Benim hikâyem, o kış günüyle başlar. Henüz bebekken, sobanın yanında uyurken, kaynayan su başımdan aşağı dökülmüş. Su kazanını yanlışlıkla ninem İsmet devirmiş. O gün evde bir çığlık, bir koşuşturma… Sonra hastane koridorları… Annem Ganime Nine’nin gözyaşları, babam Selahattin’in sabırla susması…
Yıllar sonra öğrendim ki, babam eve geldiğinde ninem ellerini açmış dua ediyormuş. “Rabbim sana bir evlat verdi, ben de onu yaktım,” demiş gözleri yaşla dolu. Babamın cevabı ise kalbimde ömür boyu yankılandı:
“Ana, Allah verdi, Allah alır. Ömrü varsa yaşar. Bunu isteyerek yapmadın ya?”
Bu sözleri duyan ninem ellerini daha da yukarı kaldırmış, demiş ki:
“Rabbim, oğlum beni incitmedi. Sen de onun kuzusunu ona bağışla.”
Belki de o gün, o dua ile hayata tutundum. Belki annemin pansuman yaparken her yarama üflediği dualar tuttu beni hayatta. Kırk gün boyunca başucumda sabahlayan annemin merhameti, ninemin gözyaşları, babamın tevekkülü birleşti de ben kurtuldum.
Annem sadece bana değil, yüzlerce bebeğe annelik etti. Lala Paşa Camii’nin karşısındaki Kadın Doğum Hastanesi’nde çalışırken, nice doğuma şahit oldu. Ama kırk gün boyunca bir tek bebeğe bu kadar özen gösterdi: Bana.

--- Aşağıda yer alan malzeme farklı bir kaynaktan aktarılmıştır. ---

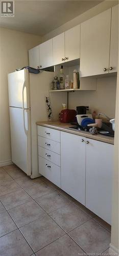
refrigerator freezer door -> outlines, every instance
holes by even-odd
[[[28,70],[11,73],[8,77],[9,106],[29,108]]]
[[[12,160],[27,175],[31,174],[30,111],[10,107]]]

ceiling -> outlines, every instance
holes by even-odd
[[[17,0],[14,2],[15,17],[1,17],[0,26],[43,36],[103,1]]]

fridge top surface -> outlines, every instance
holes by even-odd
[[[29,108],[28,70],[11,73],[8,77],[9,106]]]

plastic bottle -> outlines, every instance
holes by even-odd
[[[69,75],[66,75],[66,79],[65,79],[65,89],[70,89],[70,83],[69,81]]]
[[[73,88],[74,89],[77,89],[78,88],[78,82],[77,82],[77,71],[76,69],[74,70],[74,83],[73,83]]]
[[[60,90],[64,89],[64,74],[63,73],[63,66],[60,66],[59,82]]]

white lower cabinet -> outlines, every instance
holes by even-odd
[[[61,188],[85,205],[85,138],[61,133]]]
[[[60,167],[39,156],[38,160],[40,174],[60,187]]]
[[[113,145],[61,133],[61,188],[111,224]]]
[[[37,133],[39,173],[60,188],[60,132],[38,125]]]
[[[85,206],[111,224],[113,145],[87,139]]]
[[[57,141],[38,126],[39,173],[111,224],[113,145],[47,131]]]

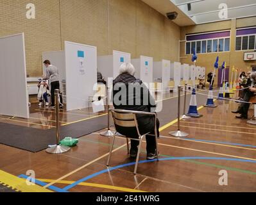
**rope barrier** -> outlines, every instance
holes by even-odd
[[[192,93],[192,91],[190,91],[190,90],[187,90],[187,92],[190,92],[190,93],[191,93],[191,94]],[[207,97],[208,97],[208,95],[207,95],[207,94],[201,94],[201,93],[200,93],[200,92],[198,92],[197,94],[199,94],[199,95],[204,95],[204,96],[207,96]],[[214,98],[216,98],[216,99],[219,99],[219,97],[218,96],[214,96],[214,95],[213,95],[212,97],[213,97]],[[237,99],[235,99],[225,98],[225,97],[221,97],[221,99],[225,99],[225,100],[227,100],[227,101],[234,101],[234,102],[241,102],[241,103],[244,102],[244,103],[252,104],[252,103],[250,102],[246,102],[246,101],[239,101],[239,100],[237,100]]]

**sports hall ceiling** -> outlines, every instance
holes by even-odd
[[[256,0],[142,1],[166,16],[177,12],[173,22],[180,26],[256,16]]]

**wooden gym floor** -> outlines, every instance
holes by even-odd
[[[35,192],[256,192],[256,127],[235,119],[231,110],[237,104],[216,103],[216,108],[199,111],[201,118],[182,121],[182,131],[189,133],[186,138],[169,135],[177,129],[176,120],[161,125],[161,160],[146,161],[144,142],[136,176],[123,138],[117,140],[107,168],[112,139],[98,132],[80,138],[78,146],[59,155],[0,145],[0,183],[31,191],[17,177],[26,178],[30,170],[37,179]],[[221,170],[227,172],[227,186],[219,184]]]

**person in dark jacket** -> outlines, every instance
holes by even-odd
[[[124,63],[120,67],[120,75],[113,82],[113,104],[115,109],[155,111],[157,107],[155,99],[149,94],[148,88],[142,81],[134,77],[135,69],[130,63]],[[150,133],[146,135],[147,159],[157,158],[155,138],[155,117],[145,115],[137,115],[139,129],[141,135]],[[115,127],[117,131],[124,136],[135,138],[137,136],[135,130],[130,127]],[[159,137],[159,120],[157,119],[157,136]],[[153,135],[153,136],[152,136]],[[131,140],[131,158],[135,158],[138,151],[139,141]]]

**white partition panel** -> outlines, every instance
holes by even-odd
[[[187,82],[189,79],[189,64],[183,64],[183,79]]]
[[[0,37],[0,114],[29,118],[24,33]]]
[[[97,83],[97,47],[65,42],[67,110],[87,108]]]
[[[162,83],[164,90],[167,90],[171,75],[171,62],[163,60],[162,61]]]
[[[113,78],[119,75],[119,67],[123,63],[131,62],[131,54],[128,53],[113,51]]]
[[[180,62],[174,62],[174,76],[173,79],[175,83],[175,90],[178,90],[178,86],[180,85],[180,73],[182,64]]]
[[[171,63],[170,67],[170,79],[174,81],[175,78],[175,63]]]
[[[162,79],[162,62],[153,62],[153,78],[154,81]]]

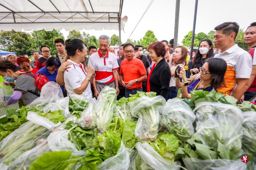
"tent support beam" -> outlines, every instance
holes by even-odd
[[[194,46],[194,39],[195,39],[195,31],[196,29],[196,13],[197,12],[197,4],[198,4],[198,0],[196,0],[196,3],[195,5],[195,12],[194,13],[194,21],[193,23],[193,31],[192,32],[192,40],[191,41],[191,49],[190,51],[190,57],[189,61],[188,61],[188,74],[187,77],[189,78],[190,76],[191,73],[190,73],[190,69],[192,67],[192,56],[193,55],[193,48]]]
[[[178,32],[179,31],[179,18],[180,17],[180,0],[176,0],[176,6],[175,10],[175,23],[174,27],[174,37],[173,39],[173,49],[177,47],[178,42]]]

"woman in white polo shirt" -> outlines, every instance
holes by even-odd
[[[84,68],[81,63],[84,61],[87,48],[79,39],[68,41],[66,46],[67,53],[70,56],[67,61],[72,64],[64,72],[64,82],[68,95],[83,94],[88,98],[92,98],[90,82],[95,71],[92,67]]]

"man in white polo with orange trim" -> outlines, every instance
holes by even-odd
[[[115,54],[108,50],[110,42],[108,36],[100,36],[99,38],[99,50],[91,55],[88,62],[88,66],[93,67],[95,69],[96,75],[92,86],[96,98],[106,86],[116,89],[117,95],[119,93],[117,70],[119,66]]]

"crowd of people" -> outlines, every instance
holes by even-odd
[[[99,38],[98,49],[91,46],[87,51],[80,39],[58,39],[54,43],[58,52],[51,57],[46,46],[41,47],[41,56],[38,52],[32,52],[31,61],[25,56],[10,55],[5,60],[0,56],[4,84],[14,88],[7,104],[21,98],[29,104],[49,81],[57,82],[64,96],[97,98],[107,86],[116,90],[118,99],[143,91],[156,92],[167,100],[177,97],[181,88],[183,98],[191,98],[193,90],[214,89],[233,96],[239,103],[250,100],[256,95],[256,22],[248,27],[244,37],[248,52],[235,43],[239,27],[234,22],[216,26],[213,40],[200,42],[189,70],[193,52],[182,46],[173,49],[173,39],[144,47],[145,55],[142,46],[122,44],[118,57],[110,47],[110,38],[104,35]],[[188,78],[188,71],[192,74]]]

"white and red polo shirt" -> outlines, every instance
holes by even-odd
[[[107,56],[104,58],[100,50],[91,55],[88,66],[93,67],[95,69],[96,81],[104,84],[115,80],[113,70],[119,68],[115,54],[108,51]]]
[[[255,46],[248,50],[248,52],[252,57],[252,65],[256,65],[256,46]],[[256,78],[254,78],[247,92],[256,92]]]

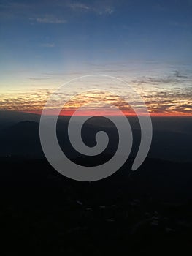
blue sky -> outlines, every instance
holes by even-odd
[[[179,74],[191,99],[192,0],[0,1],[0,22],[4,97],[99,72],[132,82]]]

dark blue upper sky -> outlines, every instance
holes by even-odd
[[[131,75],[133,61],[138,72],[156,68],[159,75],[170,75],[167,63],[173,71],[191,67],[192,0],[1,0],[0,22],[4,90],[33,78],[47,86],[57,79],[45,83],[46,76],[99,67],[106,73],[112,66],[120,75],[124,64]]]

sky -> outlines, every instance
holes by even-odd
[[[0,110],[40,113],[61,85],[101,74],[123,79],[151,115],[192,115],[192,0],[1,0],[0,54]],[[75,96],[86,83],[60,95],[74,97],[66,114],[95,97]],[[134,102],[127,86],[99,83]]]

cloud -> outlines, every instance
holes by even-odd
[[[88,5],[85,5],[85,4],[81,4],[81,3],[77,3],[77,2],[71,3],[69,4],[69,6],[71,9],[72,9],[75,11],[90,10],[90,7],[88,7]]]
[[[76,12],[91,12],[100,15],[112,15],[114,12],[114,8],[110,6],[95,7],[80,2],[72,2],[69,4],[69,7]]]
[[[52,43],[49,43],[49,42],[44,43],[44,44],[40,44],[39,45],[42,46],[42,47],[45,47],[45,48],[53,48],[53,47],[55,47],[54,42],[52,42]]]
[[[63,24],[66,23],[66,20],[55,16],[38,17],[35,18],[35,20],[39,23]]]

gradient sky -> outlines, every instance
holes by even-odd
[[[102,74],[151,114],[192,114],[192,0],[0,1],[0,110],[40,113],[61,84]]]

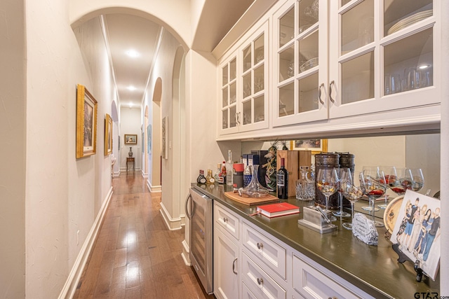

Her sargı değişiminde “Ya Şâfi” dedi, her gün “Bugün daha iyi” diye kendine telkin verdi.
Ben büyüdüm… Kafamda o olaydan kalan bir yanık izi hâlâ var. Ama asıl iz, kalbimdeydi:
Merhametin, sabrın, duanın iziydi o.
Bazen biri saçlarımı aralayıp “Burada ne olmuş?” diye sorar. Ben de derim ki:
“Burada sadece bir yara değil, bir dua izi var.”
Bu hayat bana şunu öğretti:
Bir evlat, yalnızca annenin rahmine değil, duasına da düşer.
Bir baba, susarak bile sabrı öğretebilir.
Ve bir ninenin bedduası değil, duası yaşatır evladı.
Bugün ben yaşıyorsam, bu üç sessiz kahramanın – annemin, babamın ve ninemin – sayesinde yaşıyorum. Ve her sabah şükürle uyanırken, şu ayeti içimden geçiriyorum:
> “Biz insana anne ve babasını (bakımına) tavsiye ettik. Annesi onu zahmetle taşıdı, zahmetle doğurdu. Sütten kesilmesi iki yıl sürer. Bana ve anne-babana şükret. Dönüş ancak banadır.”